Choose Beauty: Debra PenzoneA love of hair combined with artistic talent and supportive parents lead Debra Penzone, senior vice president of Charles Penzone, in the Columbus, Ohio area, to beauty school after high school. She started at Charles Penzone after school as an assistant and has stayed for 20 years.

Although she stepped away from the chair 10 years ago to focus on the Penzone salons' cause marketing programs, she has maintained her license, partly so she can participate in programs like "Look Good, Feel Better," a  partnership between the National Cosmetology Association and the American Cancer Society. LGFB trains stylists to show patients how to work with hair and hairpieces, make-up and skin care to look and feel more like "themselves" while undergoing cancer treatment.

"I haven't been personally affected by breast cancer-I think it was seeing clients I was close to go through it," says Penzone. "I thought ‘I need to help out with this.' Giving of your time and talent is a great way to give back to the community-non-profits are starving for it."

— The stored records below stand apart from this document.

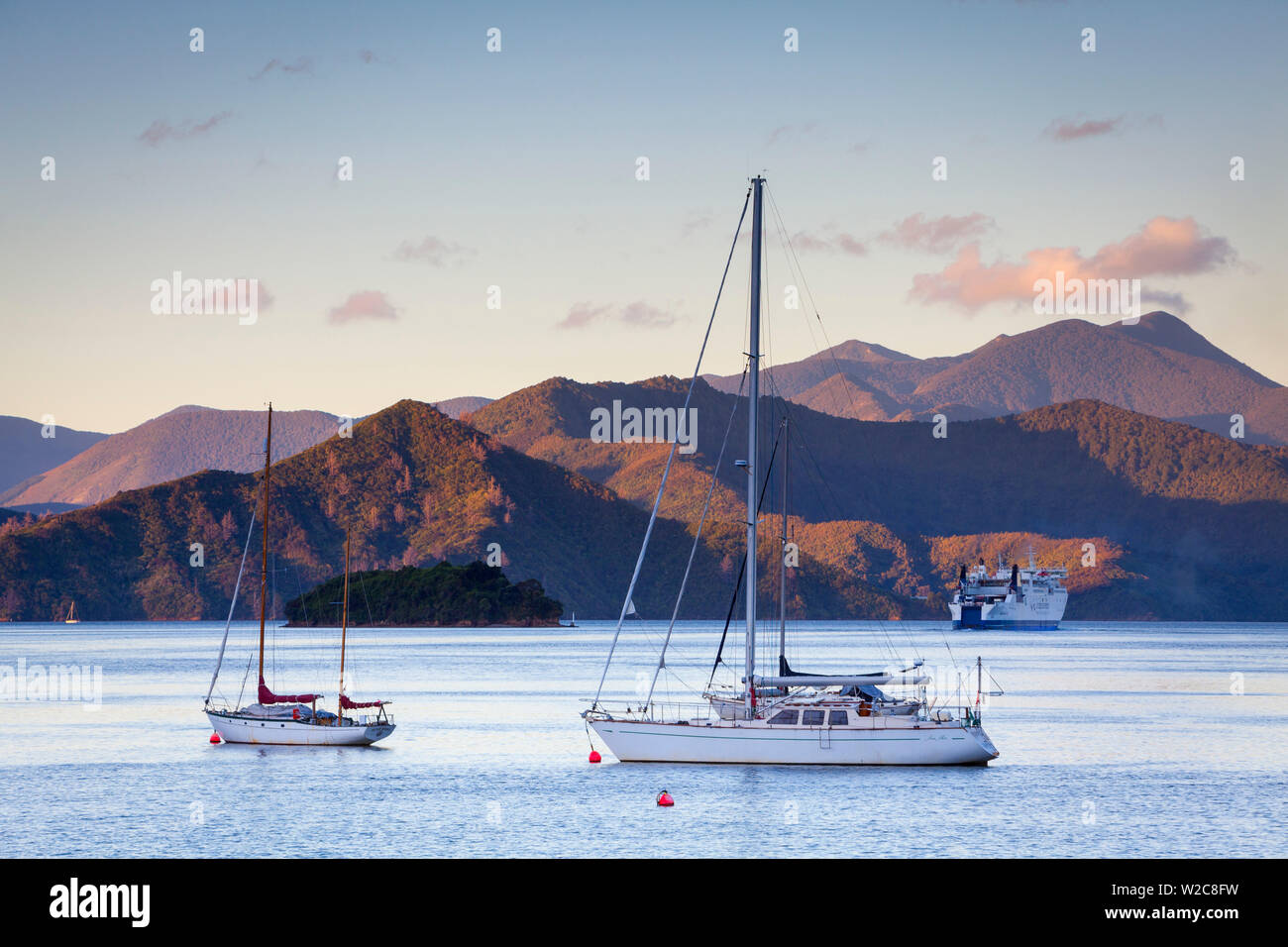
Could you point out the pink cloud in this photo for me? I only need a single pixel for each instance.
(939, 235)
(841, 243)
(1163, 247)
(162, 131)
(369, 304)
(640, 313)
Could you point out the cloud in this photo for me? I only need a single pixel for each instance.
(639, 313)
(301, 64)
(1070, 129)
(789, 131)
(840, 243)
(161, 131)
(369, 304)
(1073, 129)
(1173, 302)
(430, 250)
(939, 235)
(1163, 247)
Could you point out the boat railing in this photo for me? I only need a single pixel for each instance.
(660, 710)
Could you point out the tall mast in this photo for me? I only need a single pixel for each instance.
(263, 558)
(782, 566)
(752, 455)
(344, 621)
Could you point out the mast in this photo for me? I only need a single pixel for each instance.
(782, 566)
(752, 459)
(263, 558)
(344, 624)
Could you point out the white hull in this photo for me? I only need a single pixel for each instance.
(241, 729)
(1038, 611)
(888, 744)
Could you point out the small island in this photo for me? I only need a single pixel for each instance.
(443, 595)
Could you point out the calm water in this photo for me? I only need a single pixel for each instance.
(1116, 738)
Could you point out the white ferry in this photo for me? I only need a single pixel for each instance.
(1026, 599)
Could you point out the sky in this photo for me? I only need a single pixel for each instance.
(513, 175)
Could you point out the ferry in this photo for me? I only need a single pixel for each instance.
(1022, 599)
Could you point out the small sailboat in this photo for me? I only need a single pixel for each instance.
(786, 716)
(294, 719)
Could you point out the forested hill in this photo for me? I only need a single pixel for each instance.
(442, 595)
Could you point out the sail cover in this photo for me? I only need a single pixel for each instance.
(267, 696)
(355, 705)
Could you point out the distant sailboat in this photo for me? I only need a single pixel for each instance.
(294, 719)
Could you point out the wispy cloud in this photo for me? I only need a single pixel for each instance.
(790, 132)
(432, 250)
(1163, 247)
(936, 236)
(301, 64)
(1173, 302)
(829, 243)
(1077, 128)
(369, 304)
(161, 131)
(639, 313)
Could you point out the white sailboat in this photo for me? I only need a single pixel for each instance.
(292, 719)
(786, 718)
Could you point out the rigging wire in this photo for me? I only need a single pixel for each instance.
(697, 539)
(670, 457)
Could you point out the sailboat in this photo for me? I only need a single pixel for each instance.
(292, 719)
(790, 716)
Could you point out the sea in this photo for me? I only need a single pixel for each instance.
(1117, 740)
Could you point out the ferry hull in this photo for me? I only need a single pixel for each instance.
(665, 742)
(239, 729)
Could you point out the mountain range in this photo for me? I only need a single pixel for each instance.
(413, 487)
(179, 442)
(1158, 367)
(1181, 522)
(25, 451)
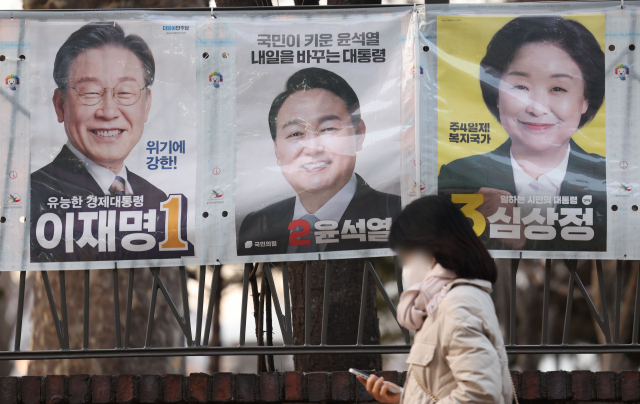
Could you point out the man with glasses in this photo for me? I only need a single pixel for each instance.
(103, 99)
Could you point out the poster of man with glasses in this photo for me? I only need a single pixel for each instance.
(113, 142)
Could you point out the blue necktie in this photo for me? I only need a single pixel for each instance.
(313, 247)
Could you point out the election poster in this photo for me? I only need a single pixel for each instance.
(319, 126)
(521, 128)
(113, 142)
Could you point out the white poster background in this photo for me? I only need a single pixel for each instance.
(259, 180)
(173, 114)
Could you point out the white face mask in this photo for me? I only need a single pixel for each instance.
(416, 267)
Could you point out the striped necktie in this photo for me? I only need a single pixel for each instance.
(118, 188)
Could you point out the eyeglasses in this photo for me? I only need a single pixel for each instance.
(125, 93)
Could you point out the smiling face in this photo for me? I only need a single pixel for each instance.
(106, 132)
(316, 142)
(541, 98)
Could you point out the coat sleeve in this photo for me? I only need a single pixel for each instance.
(473, 361)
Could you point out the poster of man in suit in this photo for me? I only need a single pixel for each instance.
(319, 113)
(521, 129)
(113, 145)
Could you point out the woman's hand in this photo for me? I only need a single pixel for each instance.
(378, 388)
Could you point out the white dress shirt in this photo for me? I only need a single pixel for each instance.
(103, 176)
(547, 184)
(333, 209)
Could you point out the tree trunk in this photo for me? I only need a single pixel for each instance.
(344, 312)
(166, 331)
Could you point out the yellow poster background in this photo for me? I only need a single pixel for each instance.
(462, 43)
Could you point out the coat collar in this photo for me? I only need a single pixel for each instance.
(479, 283)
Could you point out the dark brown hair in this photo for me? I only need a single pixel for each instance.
(434, 224)
(568, 35)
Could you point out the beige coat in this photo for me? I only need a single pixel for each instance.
(459, 354)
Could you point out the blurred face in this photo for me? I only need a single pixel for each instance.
(541, 98)
(316, 142)
(107, 131)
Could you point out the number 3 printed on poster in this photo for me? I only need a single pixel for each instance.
(472, 201)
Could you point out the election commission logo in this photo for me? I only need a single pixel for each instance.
(12, 81)
(216, 194)
(622, 71)
(215, 78)
(14, 199)
(625, 188)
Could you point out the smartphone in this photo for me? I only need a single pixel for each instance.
(366, 377)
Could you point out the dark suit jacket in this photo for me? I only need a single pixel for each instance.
(272, 222)
(586, 175)
(67, 177)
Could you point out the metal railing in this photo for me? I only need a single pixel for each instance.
(198, 345)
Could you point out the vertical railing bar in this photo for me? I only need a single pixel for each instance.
(616, 329)
(603, 319)
(383, 292)
(152, 311)
(116, 306)
(287, 299)
(64, 326)
(363, 299)
(127, 324)
(515, 262)
(325, 303)
(307, 303)
(245, 296)
(185, 305)
(567, 316)
(52, 306)
(276, 303)
(181, 321)
(85, 312)
(19, 313)
(636, 313)
(212, 297)
(398, 268)
(201, 280)
(545, 301)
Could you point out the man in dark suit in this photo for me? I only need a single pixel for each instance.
(103, 98)
(317, 131)
(585, 176)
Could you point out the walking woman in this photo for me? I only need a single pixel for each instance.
(458, 353)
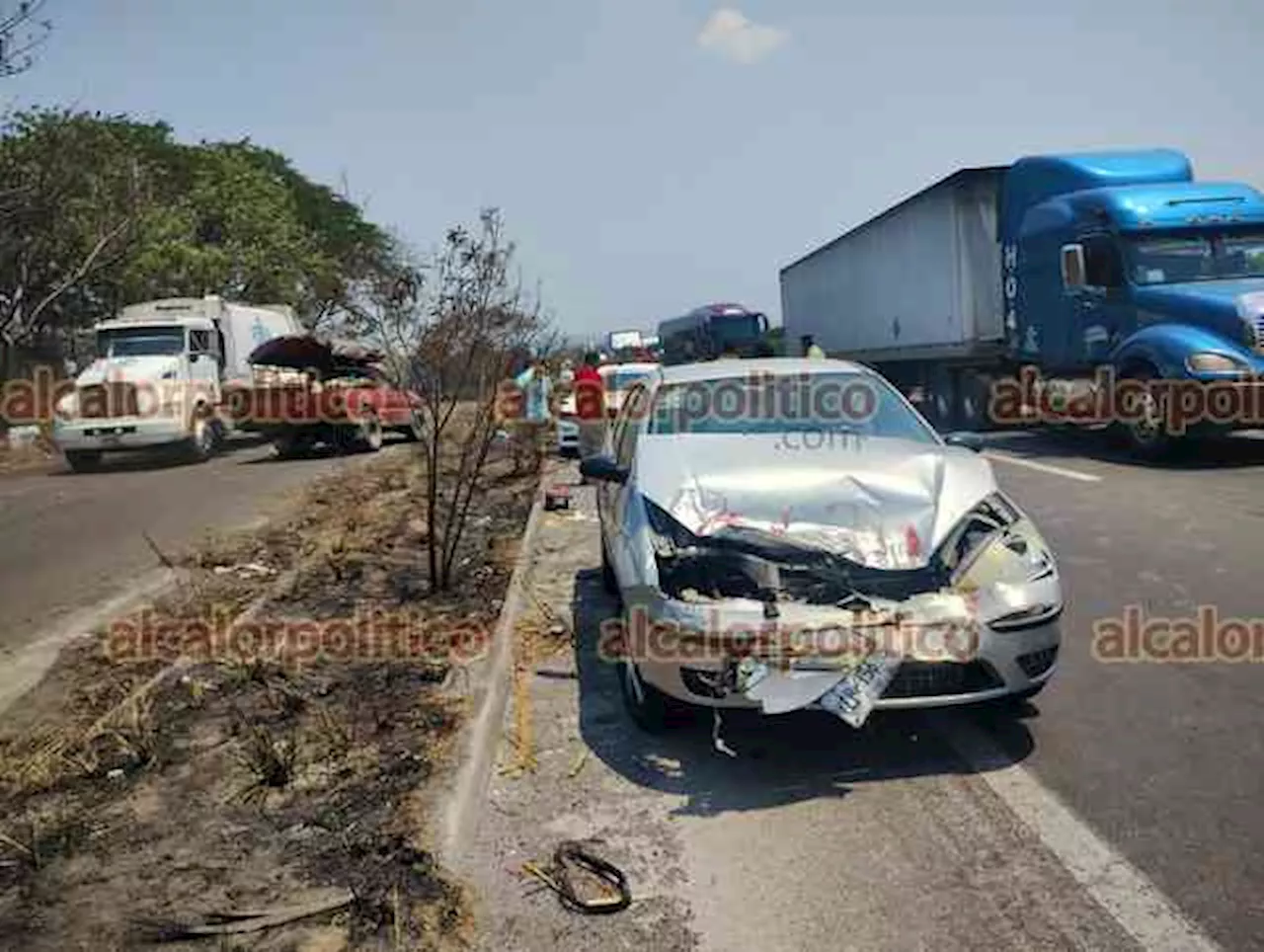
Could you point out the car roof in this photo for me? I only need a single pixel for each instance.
(635, 366)
(744, 366)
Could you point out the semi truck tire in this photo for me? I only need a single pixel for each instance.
(203, 437)
(1149, 438)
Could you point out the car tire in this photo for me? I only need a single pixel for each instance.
(84, 460)
(650, 709)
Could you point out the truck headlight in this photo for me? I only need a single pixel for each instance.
(1211, 361)
(67, 406)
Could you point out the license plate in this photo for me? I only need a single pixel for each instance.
(853, 698)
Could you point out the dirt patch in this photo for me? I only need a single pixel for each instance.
(263, 736)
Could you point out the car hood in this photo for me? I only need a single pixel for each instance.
(885, 504)
(126, 369)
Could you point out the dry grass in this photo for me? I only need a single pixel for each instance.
(172, 786)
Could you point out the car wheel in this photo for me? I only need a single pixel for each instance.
(84, 460)
(653, 711)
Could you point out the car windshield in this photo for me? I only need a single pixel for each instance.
(1169, 260)
(844, 402)
(140, 342)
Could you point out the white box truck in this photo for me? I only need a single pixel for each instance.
(161, 374)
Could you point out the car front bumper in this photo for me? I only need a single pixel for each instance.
(998, 664)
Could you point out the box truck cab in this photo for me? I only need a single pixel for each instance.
(159, 377)
(1123, 261)
(1095, 271)
(708, 332)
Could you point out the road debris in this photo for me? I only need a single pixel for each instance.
(716, 739)
(244, 921)
(609, 879)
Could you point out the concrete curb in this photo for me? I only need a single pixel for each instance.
(465, 794)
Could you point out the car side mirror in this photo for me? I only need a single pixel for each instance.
(603, 468)
(966, 440)
(1073, 272)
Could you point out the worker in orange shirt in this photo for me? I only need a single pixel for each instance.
(591, 407)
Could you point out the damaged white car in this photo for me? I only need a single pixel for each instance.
(788, 533)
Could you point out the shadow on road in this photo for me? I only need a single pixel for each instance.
(1236, 451)
(781, 760)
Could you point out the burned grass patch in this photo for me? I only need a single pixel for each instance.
(149, 784)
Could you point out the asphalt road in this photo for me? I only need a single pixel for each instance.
(1122, 812)
(73, 540)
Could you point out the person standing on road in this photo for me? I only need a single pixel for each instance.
(591, 407)
(535, 384)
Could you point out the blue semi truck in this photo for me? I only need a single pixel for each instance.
(1106, 289)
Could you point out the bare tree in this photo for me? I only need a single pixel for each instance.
(21, 33)
(452, 326)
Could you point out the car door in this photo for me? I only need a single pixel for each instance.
(623, 440)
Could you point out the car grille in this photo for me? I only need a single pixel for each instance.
(102, 401)
(1038, 662)
(929, 679)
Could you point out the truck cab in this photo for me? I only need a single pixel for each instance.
(158, 378)
(1123, 262)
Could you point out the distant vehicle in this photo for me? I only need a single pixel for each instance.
(1087, 267)
(159, 377)
(306, 391)
(772, 572)
(707, 332)
(623, 341)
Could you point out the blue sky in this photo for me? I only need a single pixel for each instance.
(648, 162)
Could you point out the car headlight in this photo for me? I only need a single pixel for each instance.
(1211, 361)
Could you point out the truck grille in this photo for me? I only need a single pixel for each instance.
(102, 401)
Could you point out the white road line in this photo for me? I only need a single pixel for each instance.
(1043, 467)
(1116, 885)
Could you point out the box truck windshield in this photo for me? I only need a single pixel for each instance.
(140, 342)
(736, 328)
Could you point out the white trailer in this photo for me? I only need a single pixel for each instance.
(917, 282)
(161, 374)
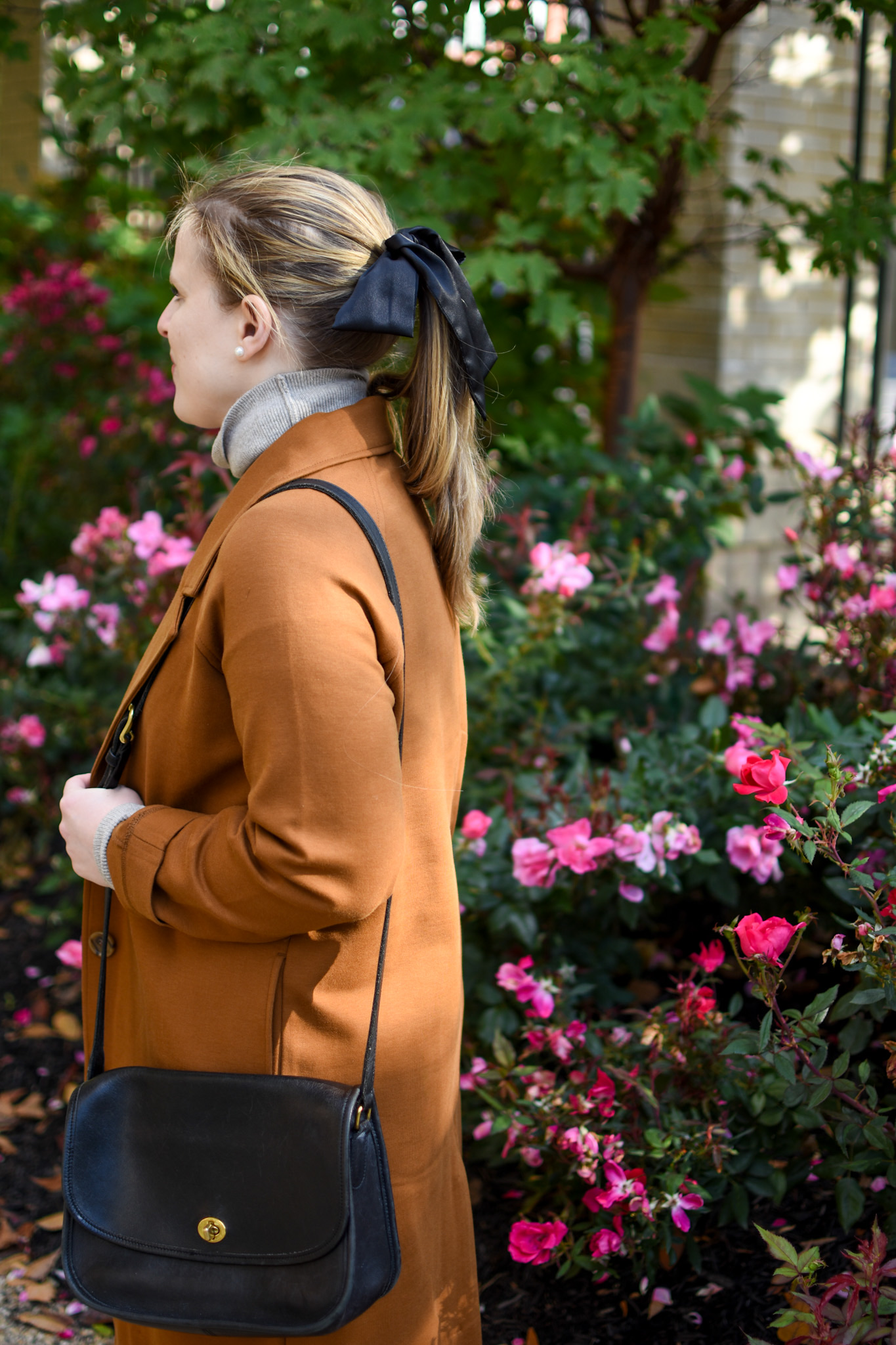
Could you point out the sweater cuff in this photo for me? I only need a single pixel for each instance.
(102, 835)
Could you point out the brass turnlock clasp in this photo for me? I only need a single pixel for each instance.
(213, 1229)
(127, 734)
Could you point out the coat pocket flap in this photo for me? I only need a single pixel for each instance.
(207, 1166)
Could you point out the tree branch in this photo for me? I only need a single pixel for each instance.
(726, 18)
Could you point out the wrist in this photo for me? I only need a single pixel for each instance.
(102, 835)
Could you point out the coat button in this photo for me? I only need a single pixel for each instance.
(95, 943)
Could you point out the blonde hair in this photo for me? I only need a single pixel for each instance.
(300, 237)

For the last decade, she has participated in LGFB along with about 20 specially trained stylists from the Charles Penzone salons. Each month, three different hospitals in their area each host a two-hour LGFB program for patients, and one of the volunteer stylists goes to meet with the women.

"It's a wonderful experience[for the women]-the nurses and caregivers seem to have to make them go at first, but once they get there, it almost becomes a support group," says Penzone.

The stylist and the women discuss physical side effects and what they can do about them, such as what happens when the eyelashes or eyebrows fall out, what products to use on sensitized skin and how they can get to where they recognize themselves in the mirror.

"When we do these programs, the staff always says how great they feel afterwards, that they got so much out of the class," says Penzone.

"Being able to help someone at one of the worst times and make them feel better, feel beautiful," she says.

"It's something special that we have the talent to do that for another person. So many young professionals don't understand the impact that we can have on our whole community by making people feel their very best."